Ben Vereen ‘shuffles” for President Ronnie

Jan. 31, 1981

The city’s black population is up in arms this week over what some have called the “despicable” performance of actor Ben Vereen at President Reagan’s inauguration festivities.

Vereen, the popular actor who perhaps gained the nations respect for his performance of “Chicken George” in the epic television drama, “Roots,” enraged blacks with his impersonation of Bert Williams, the mythic black comedian of the 30s who wore blackface in his climb to heights of his Broadway career.

In its entirety, Vereen’s impersonation is quite outstanding, as he first performs as Williams must have done in his era, but finishes the act with the legendary actor leaving his act and the stage in disgust, determined not to perform within the narrowly defined limits posed for black actors of that day which kept them duty bound and in their places, so to speak, for digestion and acceptance by white audiences.

At the inauguration, however, Vereen cut his act short, leaving out resolution of the problem of being told how and what to perform. Vereen’s act was no more than a re-creation of the blackface routines that blacks were forced to perform in order to survive.

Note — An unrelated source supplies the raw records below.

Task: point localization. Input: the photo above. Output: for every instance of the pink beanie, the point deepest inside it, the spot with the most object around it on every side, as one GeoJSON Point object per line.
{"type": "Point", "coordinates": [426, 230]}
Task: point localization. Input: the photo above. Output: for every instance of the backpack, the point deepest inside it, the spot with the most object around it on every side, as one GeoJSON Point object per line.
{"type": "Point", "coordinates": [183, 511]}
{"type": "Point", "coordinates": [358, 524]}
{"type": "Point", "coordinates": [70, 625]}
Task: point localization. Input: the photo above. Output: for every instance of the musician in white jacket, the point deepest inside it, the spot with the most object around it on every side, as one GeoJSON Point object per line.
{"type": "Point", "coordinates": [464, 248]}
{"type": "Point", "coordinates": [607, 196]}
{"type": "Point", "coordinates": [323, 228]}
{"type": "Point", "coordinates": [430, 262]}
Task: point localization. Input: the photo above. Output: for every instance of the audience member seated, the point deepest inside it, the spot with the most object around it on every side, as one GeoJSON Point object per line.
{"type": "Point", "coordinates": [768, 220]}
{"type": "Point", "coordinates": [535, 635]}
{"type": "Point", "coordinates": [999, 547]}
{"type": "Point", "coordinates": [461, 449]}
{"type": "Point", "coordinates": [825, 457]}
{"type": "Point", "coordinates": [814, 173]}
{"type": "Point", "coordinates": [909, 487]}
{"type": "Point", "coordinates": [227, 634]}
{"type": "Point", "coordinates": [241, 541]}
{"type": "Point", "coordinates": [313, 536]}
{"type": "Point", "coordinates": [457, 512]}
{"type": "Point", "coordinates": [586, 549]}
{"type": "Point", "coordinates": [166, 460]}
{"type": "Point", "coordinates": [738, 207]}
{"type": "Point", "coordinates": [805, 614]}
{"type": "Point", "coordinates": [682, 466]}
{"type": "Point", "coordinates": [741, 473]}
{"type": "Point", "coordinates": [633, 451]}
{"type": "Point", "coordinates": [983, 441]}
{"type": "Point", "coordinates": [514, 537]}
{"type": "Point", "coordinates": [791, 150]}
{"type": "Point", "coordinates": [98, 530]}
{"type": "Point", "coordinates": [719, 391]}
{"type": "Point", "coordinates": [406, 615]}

The AFRO was flooded with calls the following day, from angry citizens and politicians who labeled the act “disgusting,” and demanding to know why such an act had been allowed to be. Delegate Troy Brailey called the act a “setback” to the gains made by black performers over time. And in an angry letter to the new president, Delegate Frank Conaway expressed “surprise and disgust” for the performance.

Conaway, in his letter to President Reagan, said that Vereen’s opening remarks were “not only an insult but also salt to the wounds of black citizens.” Demanding an apology from the president, Conaway called Vereen’s introductory remarks “stupid” in which he called segregation a blank innocuous historical event.

Conaway then asked the president if “this kind of blatant or blunder foolishness” is the type of sensitivity the public is to expect from the new administration. In a clearly warning tone, Conaway stated that if so, the new president could “forget forever about the black vote of the land.”

Upon receiving the calls of protest about Vereen’s act, the AFRO made repeated attempts to reach spokespersons from the Regan Inauguration Committee and Vereen himself. Inauguration committee members, however, were unwilling to discuss the performance, and the agent for Mr. Vereen was unavailable for comment.

One woman, who preferred to remain unnamed, said that the performance was “out of place.” “I am a white woman,” she said, “and I was embarrassed for my race when I saw that act. I don’t think the new president showed much sensitivity… and neither do I think Ben Vereen showed much common sense or pride in his performance.”